Zostawmy na chwilę wątek Masternaka. Powiedz jak wyglądają ostatnie dni przygotowań do walki z Hoyem?
- Miałem trochę problemów z barkiem. Praktycznie przez całe przygotowania nie biłem prawą ręką. Dopiero co się z tym uporałem i ostatnie dwa sparingi zacząłem używać prawej ręki. Nie były to takie przygotowania jak do walki z Afolabim, ale myślę, że jestem przygotowany na takiego zawodnika jak Hoye. Zobaczymy co on pokaże w ringu. Jest to doświadczony zawodnik, ale miał sporą przerwę i nie wiadomo czego się można po nim spodziewać. Ja muszę boksować swoje. Mam swój styl boksowania, który chce co prawda minimalnie zmienić, ale powinienem robić swoje i wykorzystywać to, co jest najlepsze w moim boksie.
To będzie taka walka na przetarcie przed kolejnym wyzwaniem. Bo powiedziałeś, że interesują cię tylko dużo walki, a nie nabijanie rekordów.
- Dokładnie tak. Powiedziałem swojemu promotorowi, że chcę dużych walk. Długo trwało zanim podpisałem nowy kontrakt, ale w końcu się dogadaliśmy. Ja chciałbym stoczyć dwie walki w tym roku. Teraz jest walka z Hoyem, a być może kolejna będzie po wakacjach. Jeśli tylko pojawi się propozycja wyjazdu do Hucka, Lebiedewa, Hernandeza, Makabu czy Kalengi to ja bardzo chętnie pojadę.
Ostatnio w mediach pojawiło się też sporo spekulacji na temat możliwej walki Szpilka-Adamek. Czy taka walka ma w ogóle sens?

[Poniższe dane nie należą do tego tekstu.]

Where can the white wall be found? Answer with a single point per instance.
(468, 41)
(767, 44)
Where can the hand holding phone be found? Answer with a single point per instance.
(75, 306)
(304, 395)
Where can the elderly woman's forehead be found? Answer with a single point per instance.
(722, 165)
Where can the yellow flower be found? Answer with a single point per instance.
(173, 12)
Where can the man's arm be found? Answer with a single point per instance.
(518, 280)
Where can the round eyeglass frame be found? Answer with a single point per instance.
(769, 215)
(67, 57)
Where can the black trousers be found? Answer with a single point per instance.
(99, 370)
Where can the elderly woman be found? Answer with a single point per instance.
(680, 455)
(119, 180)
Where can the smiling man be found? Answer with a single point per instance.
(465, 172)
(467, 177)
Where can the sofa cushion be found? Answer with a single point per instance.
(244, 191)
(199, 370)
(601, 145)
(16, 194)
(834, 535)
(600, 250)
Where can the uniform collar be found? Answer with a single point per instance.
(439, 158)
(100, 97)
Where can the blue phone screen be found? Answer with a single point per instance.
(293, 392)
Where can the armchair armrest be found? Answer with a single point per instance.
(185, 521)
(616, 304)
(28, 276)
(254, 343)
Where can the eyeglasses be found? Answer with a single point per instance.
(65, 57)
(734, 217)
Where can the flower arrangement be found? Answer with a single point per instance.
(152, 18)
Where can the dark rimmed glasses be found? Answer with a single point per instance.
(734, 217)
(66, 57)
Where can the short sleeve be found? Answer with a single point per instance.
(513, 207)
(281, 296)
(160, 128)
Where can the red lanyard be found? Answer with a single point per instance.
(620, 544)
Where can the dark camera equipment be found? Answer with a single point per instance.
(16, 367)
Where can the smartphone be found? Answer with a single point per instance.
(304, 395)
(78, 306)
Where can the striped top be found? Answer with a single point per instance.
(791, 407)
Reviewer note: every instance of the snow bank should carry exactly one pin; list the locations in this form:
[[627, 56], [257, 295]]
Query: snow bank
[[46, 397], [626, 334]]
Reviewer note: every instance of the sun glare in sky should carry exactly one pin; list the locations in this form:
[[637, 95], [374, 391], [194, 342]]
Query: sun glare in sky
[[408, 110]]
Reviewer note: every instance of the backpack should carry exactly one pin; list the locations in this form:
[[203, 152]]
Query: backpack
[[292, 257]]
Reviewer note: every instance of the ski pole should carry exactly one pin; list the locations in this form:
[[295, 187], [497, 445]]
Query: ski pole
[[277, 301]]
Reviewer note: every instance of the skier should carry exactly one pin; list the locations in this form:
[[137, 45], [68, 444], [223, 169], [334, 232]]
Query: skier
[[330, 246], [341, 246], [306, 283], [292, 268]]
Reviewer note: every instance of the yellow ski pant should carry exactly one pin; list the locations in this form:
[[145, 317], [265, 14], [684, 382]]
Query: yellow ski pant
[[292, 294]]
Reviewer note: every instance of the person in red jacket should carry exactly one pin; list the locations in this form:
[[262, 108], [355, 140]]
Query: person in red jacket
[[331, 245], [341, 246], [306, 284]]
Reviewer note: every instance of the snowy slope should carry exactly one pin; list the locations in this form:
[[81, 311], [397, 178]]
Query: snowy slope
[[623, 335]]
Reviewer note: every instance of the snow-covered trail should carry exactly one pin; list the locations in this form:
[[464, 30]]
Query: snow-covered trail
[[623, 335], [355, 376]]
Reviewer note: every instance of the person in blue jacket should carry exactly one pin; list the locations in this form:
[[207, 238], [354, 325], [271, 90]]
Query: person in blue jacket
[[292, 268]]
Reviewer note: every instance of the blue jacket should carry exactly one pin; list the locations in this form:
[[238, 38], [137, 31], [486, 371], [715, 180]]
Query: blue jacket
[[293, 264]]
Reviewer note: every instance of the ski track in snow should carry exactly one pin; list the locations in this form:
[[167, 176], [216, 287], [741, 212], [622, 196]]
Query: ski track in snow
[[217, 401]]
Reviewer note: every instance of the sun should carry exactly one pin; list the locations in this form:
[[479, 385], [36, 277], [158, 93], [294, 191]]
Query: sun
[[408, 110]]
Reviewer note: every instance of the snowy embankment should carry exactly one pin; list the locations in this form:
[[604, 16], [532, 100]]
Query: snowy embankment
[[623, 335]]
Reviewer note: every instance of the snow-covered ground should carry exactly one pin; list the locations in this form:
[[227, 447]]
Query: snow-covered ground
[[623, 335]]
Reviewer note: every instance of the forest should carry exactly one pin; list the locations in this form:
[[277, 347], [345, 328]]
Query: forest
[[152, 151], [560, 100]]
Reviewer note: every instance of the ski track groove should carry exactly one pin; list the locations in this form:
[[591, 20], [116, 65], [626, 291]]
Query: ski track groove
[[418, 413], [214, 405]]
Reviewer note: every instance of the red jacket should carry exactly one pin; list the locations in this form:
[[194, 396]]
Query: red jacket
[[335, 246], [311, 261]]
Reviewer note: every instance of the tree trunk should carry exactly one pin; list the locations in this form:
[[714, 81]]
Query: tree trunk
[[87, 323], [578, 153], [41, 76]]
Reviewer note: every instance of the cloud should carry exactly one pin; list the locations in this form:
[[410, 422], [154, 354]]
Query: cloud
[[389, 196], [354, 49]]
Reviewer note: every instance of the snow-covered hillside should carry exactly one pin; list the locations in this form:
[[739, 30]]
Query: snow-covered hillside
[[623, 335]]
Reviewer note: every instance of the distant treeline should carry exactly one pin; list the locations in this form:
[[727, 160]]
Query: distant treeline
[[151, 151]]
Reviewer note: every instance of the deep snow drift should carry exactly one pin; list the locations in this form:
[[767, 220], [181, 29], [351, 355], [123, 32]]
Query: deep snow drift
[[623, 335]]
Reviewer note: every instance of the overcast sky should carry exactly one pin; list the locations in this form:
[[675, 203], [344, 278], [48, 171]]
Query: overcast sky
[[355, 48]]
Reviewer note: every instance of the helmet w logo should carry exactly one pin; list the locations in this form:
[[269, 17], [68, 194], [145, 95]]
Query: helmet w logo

- Wartość marketingowa takiego pojedynku byłaby ogromna. Zarówno Adamek jak i Szpilka są bardzo rozpoznawalni. Adamek ma co prawda większe doświadczenie i więcej osiągnięć i uważam, że w tej chwili taka walka dla Artura mogłaby być jeszcze niebezpieczna. Nie wiem czy nie jest troszeczkę za wcześnie. Ale Artur się teraz wzmocnił siłowo, ciężko trenuje i wiadomo, że w ringu nie pęka i nie odpuszcza. Na pewno taka walka byłaby bardzo ciekawa, o ile do niej dojdzie. Siła, młodość i zaciętość Szpilki kontra opanowanie i doświadczenie Adamka może dać genialną konfrontację.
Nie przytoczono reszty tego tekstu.